RTKIs represent both a potential therapy for thyroid carcinoma refractory to endocrinologic approaches and a newly recognized cause of hypothyroidism...

Reports from phase II trials suggest that the use of anti-angiogenic, small molecule, receptor tyrosine kinase inhibitors (RTKIs), such as axitinib, sorafenib and motesanib, might be useful in this setting. The results of these preliminary trials provide a real basis for optimism. Around 30–50% of patients with progressive disease (primarily advanced papillary carcinoma) display disease stabilization or, less commonly, decreases in lesion size after treatment with RTKIs. Serum thyroglobulin concentrations often decrease as well, although it is unclear whether this change is caused by a reduction in tumor mass. Such beneficial effects were all too rare with the previous oncologic approaches; however, it is important to acknowledge that RTKIs are also associated with toxic effects. Careful patient selection, improved criteria for pretrial disease progression, and randomized prospective studies are required before the use of RTKIs becomes routine practice. Nonetheless, these encouraging results provide the first evidence that RTKIs might benefit patients with thyroid malignancies.

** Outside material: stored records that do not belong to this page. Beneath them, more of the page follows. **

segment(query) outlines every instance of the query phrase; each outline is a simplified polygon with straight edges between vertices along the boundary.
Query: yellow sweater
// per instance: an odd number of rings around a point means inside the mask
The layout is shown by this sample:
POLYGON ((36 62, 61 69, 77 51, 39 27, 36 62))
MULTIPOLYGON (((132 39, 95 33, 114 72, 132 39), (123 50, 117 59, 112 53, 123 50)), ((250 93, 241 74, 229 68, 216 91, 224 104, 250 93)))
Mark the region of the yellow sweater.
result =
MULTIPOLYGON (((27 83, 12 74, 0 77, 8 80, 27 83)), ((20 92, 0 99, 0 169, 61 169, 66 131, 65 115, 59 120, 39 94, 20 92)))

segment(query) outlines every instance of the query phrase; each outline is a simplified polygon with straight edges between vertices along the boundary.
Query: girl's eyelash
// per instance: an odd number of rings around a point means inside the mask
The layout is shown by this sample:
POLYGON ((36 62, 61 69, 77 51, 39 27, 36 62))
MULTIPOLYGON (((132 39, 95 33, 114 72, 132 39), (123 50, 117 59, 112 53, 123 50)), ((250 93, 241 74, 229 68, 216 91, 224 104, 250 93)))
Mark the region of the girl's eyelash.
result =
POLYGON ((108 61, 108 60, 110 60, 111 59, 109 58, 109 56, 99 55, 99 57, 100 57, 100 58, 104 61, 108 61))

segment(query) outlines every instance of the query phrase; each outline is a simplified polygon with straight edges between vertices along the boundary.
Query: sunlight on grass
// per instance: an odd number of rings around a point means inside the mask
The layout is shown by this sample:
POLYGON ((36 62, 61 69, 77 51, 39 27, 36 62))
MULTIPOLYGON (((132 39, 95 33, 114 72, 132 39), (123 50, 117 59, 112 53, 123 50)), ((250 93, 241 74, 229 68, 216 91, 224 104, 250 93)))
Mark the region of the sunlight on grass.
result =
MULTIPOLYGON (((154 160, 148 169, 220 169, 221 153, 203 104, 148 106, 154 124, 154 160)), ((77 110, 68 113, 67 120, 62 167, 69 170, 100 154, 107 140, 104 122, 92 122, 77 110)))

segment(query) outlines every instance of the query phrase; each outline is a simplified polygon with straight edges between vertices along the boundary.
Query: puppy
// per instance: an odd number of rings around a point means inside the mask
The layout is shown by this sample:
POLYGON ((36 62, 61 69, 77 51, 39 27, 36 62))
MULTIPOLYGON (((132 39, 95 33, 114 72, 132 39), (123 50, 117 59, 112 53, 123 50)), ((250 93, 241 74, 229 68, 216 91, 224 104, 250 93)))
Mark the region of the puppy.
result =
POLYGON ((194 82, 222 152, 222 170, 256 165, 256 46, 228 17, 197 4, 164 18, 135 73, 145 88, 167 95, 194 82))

In addition to the potential benefits of RTKIs, several adverse effects are also relevant for the endocrinologist. Over 50% of patients receiving sunitinib or sorafenib for gastrointestinal stromal tumors or renal-cell carcinoma develop some degree of primary hypothyroidism. The mechanism for this complication has not been elucidated but several lines of evidence suggest that the anti-angiogenic properties of these drugs might be involved. Such evidence includes the high vascularity of the normal thyroid gland, an association with transient thyroiditis or suppressed TSH levels before onset of hypothyroidism, the complete disappearance of normal thyroid tissue on ultrasound in a few well-documented cases, and the lack of major in vitro effects (at least of sunitinib) on thyroid cells in culture. The possibility of hypothyroidism should be kept in mind, therefore, when evaluating the common symptom of fatigue in patients receiving RTKIs, even though this symptom might occur independently of overt hypothyroidism.

A second, well-documented effect of RTKIs, which has been observed in patients with thyroid carcinoma, is an increase in levothyroxine dose requirements. The mechanism for this effect is also unknown but could reflect impaired absorption of levothyroxine, blockade of T4 activation, or even consumptive hypothyroidism as a result of induction of the thyroid-hormone-inactivating type 3 deiodinase. Although this adverse effect can occur in any levothyroxine-treated patient administered an RTKI, it is especially critical to recognize it in patients with thyroid carcinoma. The resultant elevation of the TSH concentration might attenuate the potential inhibitory effect of the RTKI on the thyroid cancer cells.

In light of these observations, it is vital that endocrinologists become familiar with these novel therapeutic agents. RTKIs represent both a potential therapy for thyroid carcinoma refractory to endocrinologic approaches and a newly recognized cause of hypothyroidism, even in patients already receiving levothyroxine.